My driving teacher was an older lady with no time for anyone’s shenanigans.
She was a former prison guard and had very strong ideas feelings about racism and race relations that she was not shy in sharing.
She told me, very early on, that if she shouted and ripped the wheel from my hands (I’m paraphrasing), then not to take it personally. But she had a duty to take care of both of us. And if that’s what it took, then that’s what she’d do. She never, I’m pleased to say, had cause to do so. But I expected it every second I was driving beside her. I think, not so deep down, I’m still waiting for it now.
Our first lesson was a low-pressure wander around the neighborhood; our second was a full-throttle dash down a busy freeway.
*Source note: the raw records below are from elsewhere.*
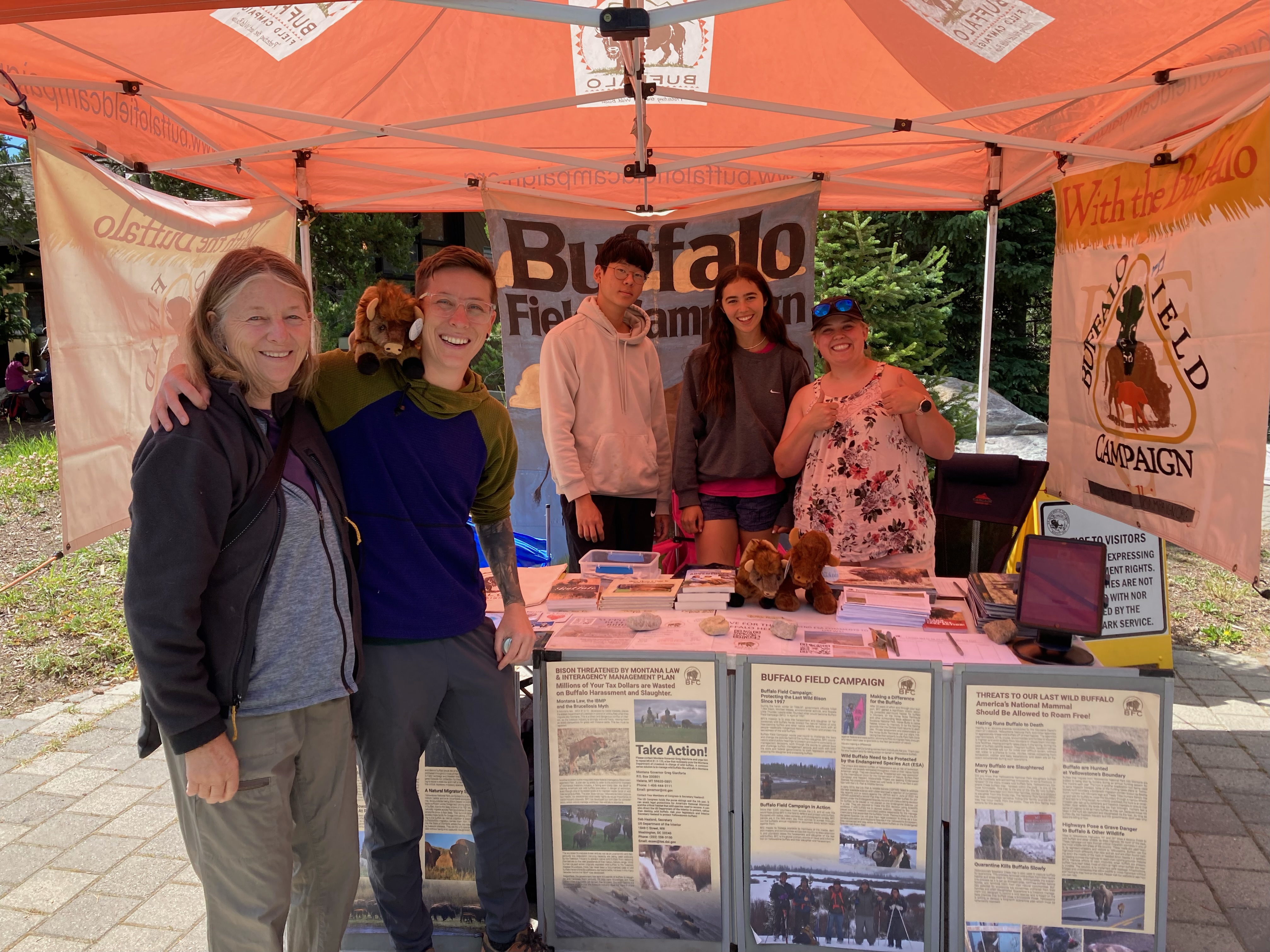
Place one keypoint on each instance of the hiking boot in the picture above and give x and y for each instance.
(526, 941)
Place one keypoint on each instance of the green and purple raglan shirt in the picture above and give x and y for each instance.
(416, 460)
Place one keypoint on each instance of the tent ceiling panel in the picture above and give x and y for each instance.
(402, 103)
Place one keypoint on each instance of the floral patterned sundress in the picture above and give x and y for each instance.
(864, 484)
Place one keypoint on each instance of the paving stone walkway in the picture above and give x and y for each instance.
(92, 858)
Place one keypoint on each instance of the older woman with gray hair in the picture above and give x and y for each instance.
(243, 610)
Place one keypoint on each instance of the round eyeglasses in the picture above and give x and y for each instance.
(843, 305)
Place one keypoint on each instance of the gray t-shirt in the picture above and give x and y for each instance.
(304, 642)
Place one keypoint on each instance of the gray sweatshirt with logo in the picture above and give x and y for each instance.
(740, 444)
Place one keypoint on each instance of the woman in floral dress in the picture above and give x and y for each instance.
(860, 436)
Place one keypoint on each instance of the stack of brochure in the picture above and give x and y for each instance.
(641, 594)
(881, 579)
(900, 610)
(993, 596)
(575, 594)
(707, 589)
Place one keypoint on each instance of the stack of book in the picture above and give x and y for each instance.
(900, 610)
(993, 596)
(881, 579)
(707, 589)
(641, 594)
(575, 594)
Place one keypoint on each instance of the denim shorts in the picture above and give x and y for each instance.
(751, 513)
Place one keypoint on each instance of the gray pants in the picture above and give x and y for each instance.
(453, 686)
(283, 853)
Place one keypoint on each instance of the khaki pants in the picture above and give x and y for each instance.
(283, 853)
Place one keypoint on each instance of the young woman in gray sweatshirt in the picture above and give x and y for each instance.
(737, 390)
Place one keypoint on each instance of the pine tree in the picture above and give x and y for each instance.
(903, 298)
(1021, 303)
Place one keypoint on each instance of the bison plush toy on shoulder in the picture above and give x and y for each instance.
(809, 554)
(388, 324)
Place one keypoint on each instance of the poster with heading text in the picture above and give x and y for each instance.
(1061, 817)
(634, 767)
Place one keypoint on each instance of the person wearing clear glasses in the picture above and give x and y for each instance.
(418, 457)
(244, 619)
(604, 412)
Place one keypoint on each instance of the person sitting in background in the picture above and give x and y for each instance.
(243, 611)
(860, 436)
(737, 391)
(17, 380)
(604, 412)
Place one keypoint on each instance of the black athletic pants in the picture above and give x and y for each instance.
(628, 526)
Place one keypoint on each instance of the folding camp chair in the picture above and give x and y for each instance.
(986, 488)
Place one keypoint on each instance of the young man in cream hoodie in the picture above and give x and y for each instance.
(604, 413)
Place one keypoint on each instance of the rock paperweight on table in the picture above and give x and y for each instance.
(714, 625)
(784, 630)
(644, 621)
(1001, 630)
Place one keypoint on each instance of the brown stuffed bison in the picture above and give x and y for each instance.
(389, 322)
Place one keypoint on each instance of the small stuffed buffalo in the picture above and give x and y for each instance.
(388, 324)
(761, 572)
(809, 552)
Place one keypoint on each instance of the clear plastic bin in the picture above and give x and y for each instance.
(603, 562)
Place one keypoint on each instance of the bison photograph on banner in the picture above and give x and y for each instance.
(1161, 347)
(545, 256)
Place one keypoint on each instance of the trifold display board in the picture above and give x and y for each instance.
(1060, 809)
(632, 790)
(838, 802)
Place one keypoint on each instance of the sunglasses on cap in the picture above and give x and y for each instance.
(843, 306)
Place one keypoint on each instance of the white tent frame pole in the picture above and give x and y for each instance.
(990, 281)
(388, 169)
(1236, 113)
(1071, 96)
(1027, 181)
(540, 193)
(388, 196)
(306, 266)
(585, 17)
(370, 129)
(907, 161)
(888, 126)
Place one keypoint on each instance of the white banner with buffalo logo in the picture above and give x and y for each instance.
(1160, 366)
(545, 254)
(676, 56)
(123, 269)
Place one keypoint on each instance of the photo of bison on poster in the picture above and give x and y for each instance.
(671, 722)
(1113, 905)
(1014, 836)
(601, 752)
(600, 829)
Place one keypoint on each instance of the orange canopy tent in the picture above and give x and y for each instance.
(385, 106)
(416, 106)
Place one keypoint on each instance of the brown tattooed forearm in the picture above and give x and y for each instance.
(498, 542)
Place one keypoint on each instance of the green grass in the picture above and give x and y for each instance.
(28, 468)
(79, 597)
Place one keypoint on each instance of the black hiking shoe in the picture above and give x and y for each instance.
(526, 941)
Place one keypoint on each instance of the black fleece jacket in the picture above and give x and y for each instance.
(190, 602)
That, maybe, was what broke me in terms of driving. Or maybe it was the time we came back up the freeway and the skies opened in the typical Austin storm – the kind I would later class as an “adventure car wash”. Being behind the wheel for a matter of hours in terms of total experience, and doing 60 on the grown-up roads in very limited visibility, was not something I was mentally prepared for. I look forward to the arrival of affordable self-driving cars.
Over the course of 5 days, she got me from terrified non-driver to terrified non-driver with a driver’s license. Which is an achievement of a sort, I suppose. On our final day, when the clearly unhinged examiner gave me a pass, she seemed genuinely pleased. She told me that I was such a good driver, she’d be happy to lend me her car to drive, and she didn’t say that to everyone she teaches. Which is nice.
She still insisted on doing the driving as we headed back to drop me off at my apartment, so make of that what you will.
All of the above should make one thing abundantly clear: I was not put on this Earth to teach anyone to drive. My son was a particularly bad candidate for driving student, having spent a number of years in a car with me, watching his primary male role model sweat and make low moaning noises as I carefully and hesitantly inched my way around the roads of Texas. And yet, there we were: Father and son doing the parking-lot tours of Austin. Turning left, turning left, parking, backing up, in empty office lots and behind banks.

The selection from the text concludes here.